The word "cancelled" lit up every slot on large flight information boards at the Ngurah Rai International Airport. Some passengers stood in line at help desks hoping for more information, while others sat waiting patiently.
"I don't know, we can't change it," said German tourist Gina Camp, who is supposed to fly Tuesday afternoon. "It's the nature and we have to wait until it's over."
She decided to look on the bright side, saying she planned to go back outside to enjoy another day on the island.
Mount Agung, which has a history of violent eruptions, began waking up two months ago and prompted mass evacuations near the mountain. Its last major eruption in 1963 killed about 1,100 people.

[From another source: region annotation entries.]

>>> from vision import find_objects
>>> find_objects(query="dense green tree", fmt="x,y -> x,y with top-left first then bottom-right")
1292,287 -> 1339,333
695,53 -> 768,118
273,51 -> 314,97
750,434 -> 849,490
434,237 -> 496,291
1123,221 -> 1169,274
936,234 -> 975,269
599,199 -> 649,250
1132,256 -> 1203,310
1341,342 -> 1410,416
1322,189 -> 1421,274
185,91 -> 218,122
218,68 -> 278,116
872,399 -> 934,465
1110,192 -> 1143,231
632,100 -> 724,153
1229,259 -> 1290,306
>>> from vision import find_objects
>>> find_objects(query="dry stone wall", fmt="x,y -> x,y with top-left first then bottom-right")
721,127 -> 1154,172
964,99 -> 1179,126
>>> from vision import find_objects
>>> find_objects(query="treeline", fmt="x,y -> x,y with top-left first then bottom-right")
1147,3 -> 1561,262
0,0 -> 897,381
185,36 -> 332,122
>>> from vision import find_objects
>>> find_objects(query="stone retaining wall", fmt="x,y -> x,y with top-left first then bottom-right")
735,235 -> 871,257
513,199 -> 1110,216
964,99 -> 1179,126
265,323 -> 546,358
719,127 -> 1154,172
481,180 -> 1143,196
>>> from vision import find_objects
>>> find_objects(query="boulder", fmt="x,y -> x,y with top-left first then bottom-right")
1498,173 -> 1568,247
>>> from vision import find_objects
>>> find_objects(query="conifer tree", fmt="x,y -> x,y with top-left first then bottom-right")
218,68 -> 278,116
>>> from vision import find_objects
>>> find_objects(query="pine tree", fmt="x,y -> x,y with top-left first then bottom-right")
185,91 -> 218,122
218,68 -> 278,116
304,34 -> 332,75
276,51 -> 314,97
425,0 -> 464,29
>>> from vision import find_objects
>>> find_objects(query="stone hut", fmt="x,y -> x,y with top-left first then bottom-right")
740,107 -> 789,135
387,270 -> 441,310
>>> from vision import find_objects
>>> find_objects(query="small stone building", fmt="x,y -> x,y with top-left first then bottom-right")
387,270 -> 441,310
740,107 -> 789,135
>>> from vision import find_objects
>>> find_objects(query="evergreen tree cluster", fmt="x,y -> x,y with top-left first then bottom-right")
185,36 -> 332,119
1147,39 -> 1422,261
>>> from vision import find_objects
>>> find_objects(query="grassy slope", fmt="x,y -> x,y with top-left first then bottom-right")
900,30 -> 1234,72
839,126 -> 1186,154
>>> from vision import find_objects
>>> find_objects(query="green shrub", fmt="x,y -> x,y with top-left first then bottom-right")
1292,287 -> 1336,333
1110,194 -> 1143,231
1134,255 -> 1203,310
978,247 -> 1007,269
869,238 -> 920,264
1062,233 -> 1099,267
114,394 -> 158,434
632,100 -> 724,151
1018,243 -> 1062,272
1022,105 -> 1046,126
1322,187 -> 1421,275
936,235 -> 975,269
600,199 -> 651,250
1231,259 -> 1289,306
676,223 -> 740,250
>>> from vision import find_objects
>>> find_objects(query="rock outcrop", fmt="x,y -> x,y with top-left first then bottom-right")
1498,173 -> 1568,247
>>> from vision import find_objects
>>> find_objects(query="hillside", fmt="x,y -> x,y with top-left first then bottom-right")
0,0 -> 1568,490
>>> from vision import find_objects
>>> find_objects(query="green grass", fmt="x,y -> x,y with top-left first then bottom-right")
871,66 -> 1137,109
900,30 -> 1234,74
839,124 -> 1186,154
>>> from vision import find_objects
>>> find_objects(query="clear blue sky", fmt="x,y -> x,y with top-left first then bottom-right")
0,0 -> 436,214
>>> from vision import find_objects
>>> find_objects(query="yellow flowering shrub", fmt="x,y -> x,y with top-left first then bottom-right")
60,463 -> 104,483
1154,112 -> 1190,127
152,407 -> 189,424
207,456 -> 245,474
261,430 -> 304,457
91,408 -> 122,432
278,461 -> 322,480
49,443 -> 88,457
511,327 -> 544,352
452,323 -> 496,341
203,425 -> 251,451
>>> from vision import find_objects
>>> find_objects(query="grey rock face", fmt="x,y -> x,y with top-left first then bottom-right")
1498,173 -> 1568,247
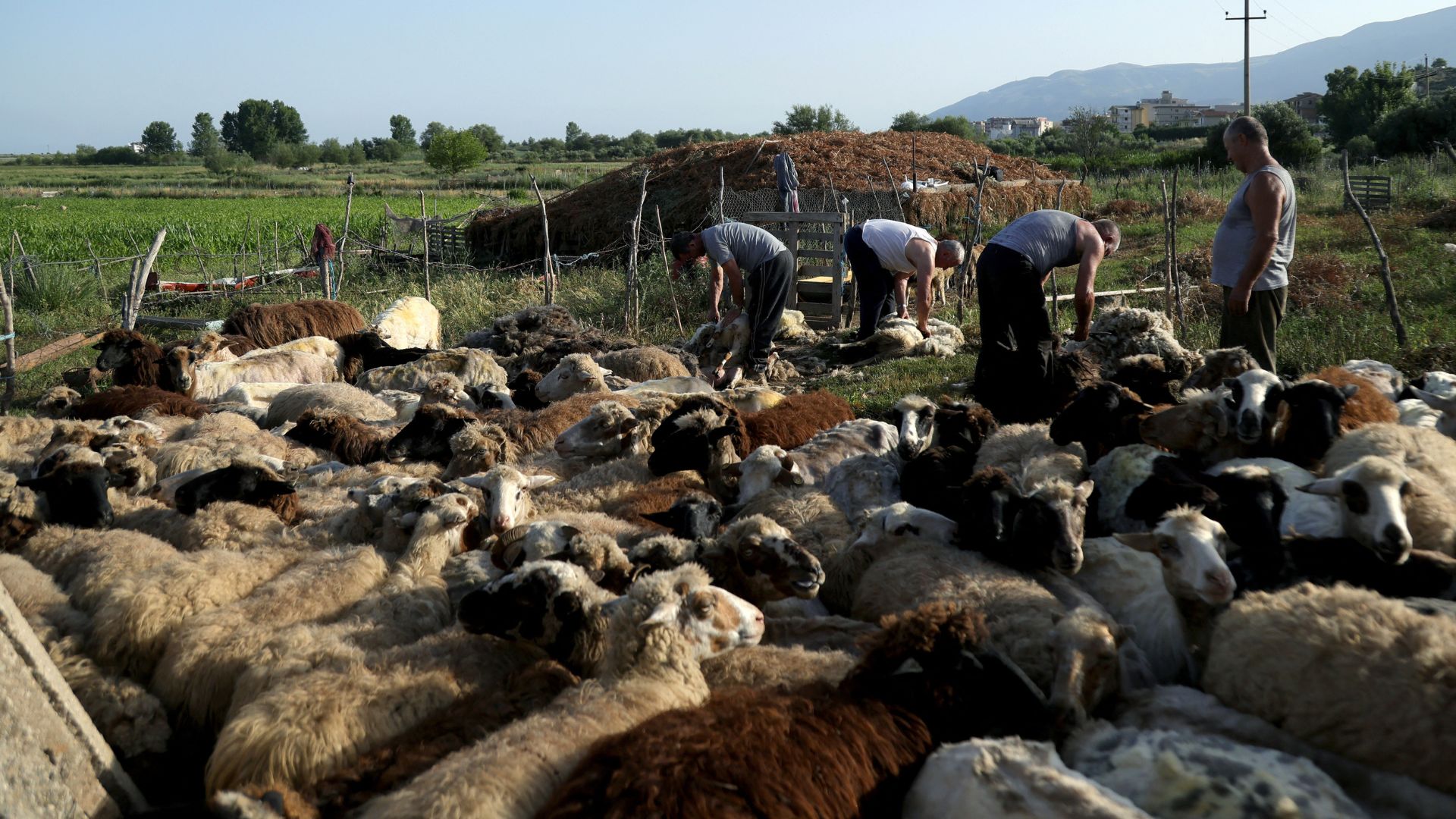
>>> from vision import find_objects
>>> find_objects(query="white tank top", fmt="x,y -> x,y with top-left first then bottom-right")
859,218 -> 935,272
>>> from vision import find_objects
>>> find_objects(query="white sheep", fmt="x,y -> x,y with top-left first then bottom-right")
359,566 -> 763,819
901,737 -> 1152,819
1203,583 -> 1456,792
354,347 -> 508,394
370,296 -> 440,350
1073,507 -> 1235,682
1062,721 -> 1366,819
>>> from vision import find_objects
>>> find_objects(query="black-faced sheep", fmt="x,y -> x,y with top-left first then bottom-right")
1203,585 -> 1456,792
540,604 -> 1046,819
223,299 -> 364,347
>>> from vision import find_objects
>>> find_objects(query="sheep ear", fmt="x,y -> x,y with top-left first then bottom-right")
1294,478 -> 1339,497
641,602 -> 677,629
1112,532 -> 1157,554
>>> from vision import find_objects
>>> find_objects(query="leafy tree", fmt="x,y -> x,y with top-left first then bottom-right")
466,122 -> 505,153
1320,63 -> 1415,144
318,137 -> 350,165
425,128 -> 486,177
1204,102 -> 1325,168
223,99 -> 309,158
890,111 -> 930,131
389,114 -> 415,147
419,122 -> 446,150
141,120 -> 182,162
774,105 -> 859,134
187,111 -> 221,156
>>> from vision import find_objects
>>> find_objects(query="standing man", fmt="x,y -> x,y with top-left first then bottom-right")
1213,117 -> 1296,373
845,218 -> 965,341
975,210 -> 1121,421
673,221 -> 793,388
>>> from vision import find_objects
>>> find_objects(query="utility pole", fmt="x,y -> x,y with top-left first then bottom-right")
1223,0 -> 1268,117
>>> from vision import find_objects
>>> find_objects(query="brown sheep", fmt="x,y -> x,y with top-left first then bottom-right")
537,604 -> 1046,819
70,386 -> 207,421
92,329 -> 172,389
223,299 -> 366,347
284,410 -> 394,466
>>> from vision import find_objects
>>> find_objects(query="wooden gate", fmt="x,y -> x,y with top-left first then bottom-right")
742,212 -> 853,329
1345,177 -> 1391,210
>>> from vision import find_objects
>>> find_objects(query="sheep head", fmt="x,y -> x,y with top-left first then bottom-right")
704,514 -> 824,602
1301,455 -> 1415,566
1048,606 -> 1127,732
1116,506 -> 1235,606
839,602 -> 1050,743
536,353 -> 611,402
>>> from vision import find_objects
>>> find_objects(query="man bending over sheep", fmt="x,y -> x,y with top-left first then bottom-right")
673,221 -> 793,386
845,218 -> 965,341
975,210 -> 1122,421
1213,117 -> 1296,373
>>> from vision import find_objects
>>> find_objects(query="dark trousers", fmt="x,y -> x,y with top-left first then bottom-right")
1219,287 -> 1288,373
744,244 -> 793,372
974,245 -> 1056,421
845,228 -> 896,341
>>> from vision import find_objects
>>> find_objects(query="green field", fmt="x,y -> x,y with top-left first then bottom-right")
0,155 -> 1456,411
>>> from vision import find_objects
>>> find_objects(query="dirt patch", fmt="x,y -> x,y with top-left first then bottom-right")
466,131 -> 1090,262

Indonesia's disaster mitigation agency says the airport on the tourist island of Bali is closed for a second day due to the threat from volcanic ash.
Mount Agung in the northeast of the island, about 70 kilometers (43 miles) from the airport, has continued erupting Tuesday, sending plumes of smoke and ash about 3,000 meters (9,800 feet) above the crater.
Agency spokesman Sutopo Purwo Nugroho said the airport closure is in effect until 7 a.m. Wednesday. He said the airport on neighboring Lombok has reopened after being closed on Monday night.
More than 400 flights were canceled and nearly 60,000 passengers stranded Monday on the first day of its closure.
Ash from Bali's volcano is disrupting life on parts of the tourist island that are outside the immediate danger zone.
At Buana Giri village, some residents said they were leaving because the area is now inhospitable for their livestock.
Villager Made Kerta Kartika said ash has covered the area since Sunday and made farming difficult.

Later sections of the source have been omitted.